Better HiveQL syntax to explode a column of struct

2019-07-11 21:51发布

问题:

I was looking for an argmax() type function in HiveQL and found an almost undocumented feature in their bug tracker (https://issues.apache.org/jira/browse/HIVE-1128) which does what I want by taking max() of a struct, which finds the maximum based on the first element and returns the whole struct. (Actually, maybe the max() would break ties by looking at subsequent elements? I don't know.)
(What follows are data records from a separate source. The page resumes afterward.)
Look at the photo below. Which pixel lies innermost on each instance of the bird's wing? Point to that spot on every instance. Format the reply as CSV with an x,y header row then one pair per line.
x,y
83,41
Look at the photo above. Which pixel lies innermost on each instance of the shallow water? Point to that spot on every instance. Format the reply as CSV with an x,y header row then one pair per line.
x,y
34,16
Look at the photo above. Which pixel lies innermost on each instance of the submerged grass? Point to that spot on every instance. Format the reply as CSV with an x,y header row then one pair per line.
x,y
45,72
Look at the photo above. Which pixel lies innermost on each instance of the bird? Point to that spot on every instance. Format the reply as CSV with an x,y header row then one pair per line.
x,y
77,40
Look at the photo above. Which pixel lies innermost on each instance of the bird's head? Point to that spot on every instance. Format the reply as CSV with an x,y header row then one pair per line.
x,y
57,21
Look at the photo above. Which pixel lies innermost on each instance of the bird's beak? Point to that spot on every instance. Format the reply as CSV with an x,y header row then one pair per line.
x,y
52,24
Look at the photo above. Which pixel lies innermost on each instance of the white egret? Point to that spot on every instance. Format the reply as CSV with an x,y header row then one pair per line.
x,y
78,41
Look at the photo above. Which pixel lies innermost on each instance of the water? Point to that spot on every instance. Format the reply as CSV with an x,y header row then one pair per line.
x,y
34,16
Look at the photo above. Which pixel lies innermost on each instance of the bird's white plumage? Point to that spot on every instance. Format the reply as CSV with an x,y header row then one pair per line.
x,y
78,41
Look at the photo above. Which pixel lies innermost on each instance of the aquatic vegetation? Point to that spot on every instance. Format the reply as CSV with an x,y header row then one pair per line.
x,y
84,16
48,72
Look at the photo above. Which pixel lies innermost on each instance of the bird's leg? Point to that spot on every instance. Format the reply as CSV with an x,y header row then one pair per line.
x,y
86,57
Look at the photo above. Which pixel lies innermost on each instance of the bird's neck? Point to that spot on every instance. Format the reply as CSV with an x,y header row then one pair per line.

Anyway, if I essentially want to select the whole row that contains the max value of some column, I can pack up the row into a struct with the comparison value first, and then extract the maximal struct back to reconstruct the best row. But the syntax is repetitive and ugly. Is there a better way to do it? (I guess a self-join is another option, but seems less elegant and I'd guess less efficient?)

Example table:

id,val,key
1,1,A
1,2,B
1,3,C
1,2,D
2,1,E
2,1,U
2,2,V
2,3,W
2,2,X
2,1,Y

HiveQL:

select 
  max(struct(val, key, id)).col3 as max_id,  -- for illustration, grouping on id anyway
  max(struct(val, key, id)).col1 as max_val,
  max(struct(val, key, id)).col2 as max_key
from test_argmax
group by id

Result:

max_id,max_val,max_key
1,3,C
2,3,W

回答1:

One possibility is a nested query:

select
  best.id as id,
  best.val as val,
  best.key as key
from (
  select 
    max(struct(val, key, id)) as best 
  from test_argmax
  group by id
)

but you don't seem to be able to select best.* (it thinks that's a table alias) so need to list all the struct members explicitly. It seems like the inline() function - which explodes an array of structs into a table - does a lot of what you want, but not quite: I want to explode a column of structs into a table.